Psychic Ills, then the trio Tres Warren, Elizabeth Hart, and Brian Tamborello, first intersected musically with Gibby Haynes, then and forever the founding member of Butthole Surfers, when the two groups with Texas roots toured extensively in 2009, and next when the Ills invited Haynes to contribute to the fourth volume of FRKWYS, an ongoing series of intergenerational collaborations that began that same year. Featured alongside interpretations of Psychic Ills’ music by Juan Atkins and Faust’s Hans-Joachim Irmler, Haynes’ contribution, a melted, modular melange, inspired the four musicians to manifest their mutual appreciation in a studio setting.
With a single session booked at the mid-aughts Brooklyn institution Monster Island, Psychic Ills and Haynes settled into the depth of a cold early February 2010 night to chase a spirit of intuition and improvisation down all corridors conjured. Positioned at their stations to those familiar with the original Psychic Ils formation before they expanded and evolved in years to follow (Warren on guitar, loops, percussion, and harmonica, Hart on bass, and Tamborello on drums), Haynes became the odd man in, hovering and howling behind a modular synthesizer and rack of vocal processors.
When the quartet finally found their footing and familiarity on the studio floor, engineer, Matt Boynton, pressed record at 10 pm and let the virtual tape roll until 4 am.
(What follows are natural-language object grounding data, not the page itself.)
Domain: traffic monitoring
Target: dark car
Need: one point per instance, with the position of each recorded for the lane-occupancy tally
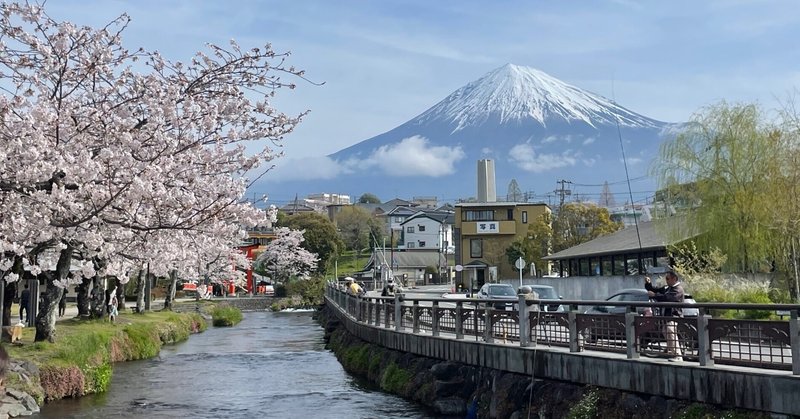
(547, 292)
(499, 292)
(627, 295)
(639, 295)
Over the next several months, Warren assumed the responsibility of wading through the magical murk of the session, and editing down the material into a cohesive, if not completely outer limit, album. Nowhere in the Night is not only lost sound in its twelve year journey to reach an audience beyond its makers’ circle, but also in its liminal, chasmic characteristics. Not a psychedelic void, as much as a ceremonial realization of group mind and playful madness.
“Revisiting this music after so many years brought me back to that frenzied all-night affair,” Hart recollects. “We wanted to see what would happen if we mixed Gibby’s raw power with our nomadic improvisations of that era. This album captures a moment in time, a window into that mad night of experimentation.”
After the Nowhere in the Night session, the mixed and mastered album would remain relegated to a handful of test pressings while respective creative paths lead to and through new horizons. The project was never abandoned, rather allowed time to steep in mystery. Tres Warren passed away in March 2020. With Liz’s guidance, we’re humbled to offer this intimate yet expansive document, and honor Tres’s time with us.